As seen in Table 4, the range of age of the nine patients at risk was 69 to 95 years, and eight of the patients were female. Six of the patients had a low haemoglobin value, three of them with a value between 5.0 and 6.0 mmol/l (moderate anaemia). Six of the patients had leucocytosis (indication of unspecific inflammation) with the highest value of 17.4 billion leukocytes per litre. Six of the patients had an estimated glomerular filtration rate (eGFR) below the reference value (indication of a poor function of the kidneys), two of which had an eGFR below 40 mmol/l. Only two patients had measures of alanine aminotransferase (ALAT) (indication of liver damage). Both patients had a value slightly above the reference with the highest value of 87 U/l. All patients had measures of aspartate aminotransferase (ASAT) (indication of damage to the liver and other tissues as muscles, pancreas, lungs), and the same two patients mentioned above did have a value slightly above the reference value. Five of the patients at risk of a pDDI with paracetamol and warfarin had sub- or supratherapeutic INR. Only one patient had a subtherapeutic INR of 1.7. The remaining patients had supratherapeutic values, with the highest value of 4.6. In addition, all the patients at risk of a pDDI with paracetamol had third-line pDDIs in the range of one to five other third-line drugs. The pDDI of paracetamol and warfarin can lead to bleeding and anaemia, one of the three patients who had moderate anaemia experienced bleeding and hematemesis, during the hospitalization. The pDDI of paracetamol and phenytoin can lead to insufficient effect of paracetamol and an increased risk of hepatotoxicity. The patient at risk of this pDDI had both an episode of pain breakout and as well a suspicion of hepatotoxicity mentioned in her journal. The pDDI of paracetamol and valsartan can lead to tachycardia and hypertension, and the patient at risk had hypertension mentioned in her journal. She was known to have irregular hypertension according to the hospital records.

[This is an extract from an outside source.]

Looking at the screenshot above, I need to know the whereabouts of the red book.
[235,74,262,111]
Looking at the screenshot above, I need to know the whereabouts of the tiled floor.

In the aggregate, four of the nine patients experienced incidents during their hospitalization that could be related to the pDDIs with paracetamol.

As seen in Table 5, the patients at risk had in average six chronic diagnoses (range, four to nine) and 7 patients were transferred from the emergency department and two from an outpatient clinic.

Four of the patients that experienced increased INR (patients 2, 3, 6, and 7) were either admitted with or diagnosed during admission with an infection (three with urinary tract infection and one with pneumonia). The patient in risk of pDDI with phenytoin and paracetamol was hypotensive and had malnutrition.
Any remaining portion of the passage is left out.